In the absence of evidence that the cholesterol fighter Vytorin works better than a cheaper drug known as a statin, patients should turn back to using statins and other proven drugs, an expert panel said on Sunday.
The panel’s recommendations followed the presentation of a controversial study known as Enhance that found the combination drug made by Merck & Co and Schering-Plough Corp failed to show it worked any better than a cheaper generic statin in patients with an inherited form of heart disease.
Doctors had embraced the drug because it does such a great job of lowering low-density lipoprotein, or LDL, the so-called bad cholesterol.
“Our strongest recommendation is that people need to go back to statins,” said Dr. Harlan Krumholz of Yale University, who spoke on behalf of the panel at the American College of Cardiology meeting in Chicago.
Vytorin combines the statin Zocor, known generically as simvastatin, with another cholesterol medicine, Zetia or ezetimibe, and is marketed by a joint venture of Merck and Schering-Plough. Put together, Vytorin and Zetia have annual sales of about $5 billion.
Krumholz said the Enhance study’s findings should change the way cardiologists treat patients, switching patients to higher doses of statins and trying other proven drugs to reduce their cholesterol.
“We know statins are good drugs and we know they reduce risks. We believe in general to get to a $5 billion-a-year drug, there was a lot of premature use of ezetimibe before the statin option had been exhausted,” Krumholz told a media briefing after the panel.
The Enhance study shook many doctors’ assumptions about the notion that any means of lowering LDL would bring about benefits. Zetia and statins lower cholesterol in different ways, and some doctors at the meeting said the way you lower cholesterol may be important, too.
Panel member Dr.
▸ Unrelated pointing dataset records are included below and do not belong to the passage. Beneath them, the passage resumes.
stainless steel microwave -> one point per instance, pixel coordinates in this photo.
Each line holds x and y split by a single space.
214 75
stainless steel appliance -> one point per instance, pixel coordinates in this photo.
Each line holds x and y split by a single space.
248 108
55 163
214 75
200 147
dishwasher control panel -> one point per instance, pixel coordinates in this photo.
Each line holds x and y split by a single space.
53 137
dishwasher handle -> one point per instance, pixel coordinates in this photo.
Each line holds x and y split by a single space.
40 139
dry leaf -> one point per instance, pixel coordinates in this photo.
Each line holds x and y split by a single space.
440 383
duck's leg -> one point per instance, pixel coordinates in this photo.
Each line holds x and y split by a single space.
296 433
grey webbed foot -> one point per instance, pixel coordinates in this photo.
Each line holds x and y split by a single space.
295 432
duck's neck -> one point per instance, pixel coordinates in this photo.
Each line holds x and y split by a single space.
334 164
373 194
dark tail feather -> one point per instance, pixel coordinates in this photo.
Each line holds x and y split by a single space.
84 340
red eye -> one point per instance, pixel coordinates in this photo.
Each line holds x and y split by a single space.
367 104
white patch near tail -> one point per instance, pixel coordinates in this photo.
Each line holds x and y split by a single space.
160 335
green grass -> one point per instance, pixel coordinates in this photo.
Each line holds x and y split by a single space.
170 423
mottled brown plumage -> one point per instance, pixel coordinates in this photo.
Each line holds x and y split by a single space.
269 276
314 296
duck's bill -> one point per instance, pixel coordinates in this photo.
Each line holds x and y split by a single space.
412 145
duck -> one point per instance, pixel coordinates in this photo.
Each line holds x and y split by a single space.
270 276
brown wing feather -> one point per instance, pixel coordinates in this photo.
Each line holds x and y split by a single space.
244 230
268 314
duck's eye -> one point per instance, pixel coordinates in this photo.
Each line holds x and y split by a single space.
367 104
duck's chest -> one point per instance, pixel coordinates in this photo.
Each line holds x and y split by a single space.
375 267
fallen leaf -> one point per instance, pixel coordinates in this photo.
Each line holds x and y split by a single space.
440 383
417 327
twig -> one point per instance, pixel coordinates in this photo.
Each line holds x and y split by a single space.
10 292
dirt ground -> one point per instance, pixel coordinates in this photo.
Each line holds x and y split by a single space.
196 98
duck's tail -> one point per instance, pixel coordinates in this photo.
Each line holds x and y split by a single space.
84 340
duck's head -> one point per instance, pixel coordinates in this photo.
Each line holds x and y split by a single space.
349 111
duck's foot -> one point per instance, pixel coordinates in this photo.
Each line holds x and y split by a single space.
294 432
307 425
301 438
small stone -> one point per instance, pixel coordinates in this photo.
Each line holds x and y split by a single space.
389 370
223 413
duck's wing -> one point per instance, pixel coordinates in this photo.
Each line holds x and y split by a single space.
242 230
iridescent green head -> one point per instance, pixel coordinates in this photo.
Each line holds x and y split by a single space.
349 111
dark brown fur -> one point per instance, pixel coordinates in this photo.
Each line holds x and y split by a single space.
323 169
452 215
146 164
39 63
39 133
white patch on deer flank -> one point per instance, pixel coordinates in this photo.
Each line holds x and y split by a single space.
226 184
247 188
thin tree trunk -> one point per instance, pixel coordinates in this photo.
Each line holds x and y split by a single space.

Rick Nishimura of the Mayo Clinic said the outcome of Enhance “reminds us to look at the trial endpoint and how (drugs) affect patients and not to just look at the numbers,” he said.
Several of the panelists said at the briefing that the results also call into question the use of so-called surrogate endpoints such as LDL, instead of a study with hard evidence that shows a drug helps patients, such as reducing heart attacks and strokes.
Krumholz also said the study makes it clear how little doctors know about the ezetimibe or even whether it is safe because the drug was approved without testing in a large group of patients over a long period to see if it raises heart attack and stroke risks.
“We do not know. This is a new drug with a novel mechanism- first in class. We do not have outcomes studies,” he said. Such a study, called Improve-It, is under way, but results won’t come until 2012.
Panelist Dr. Joseph Messer, a cardiologist from Chicago, said the panel’s recommendations reflect a consensus.
“We all believe in the LDL hypothesis and we all believe in the primary responsibility as a physician to do no harm,” he told reporters. “Since we do not know whether that harm could come from this drug, I think it is incumbent upon us to use it in a very conservative manner,” he said.
Schering-Plough strongly objected to the suggestion that the drug was harmful.
“We were very disappointed in the ACC panel. We had expected a balanced discussion and we really didn’t think the panel today served patients well,” Dr. Robert Spiegel, chief medical officer of Schering-Plough told Reuters.
“We were particularly concerned because we know of no safety concerns that should be raised after the Enhance trial. But we do know a lot about the value of LDL-lowering and that is what we had hoped the scientific discussion would address,” Spiegel said.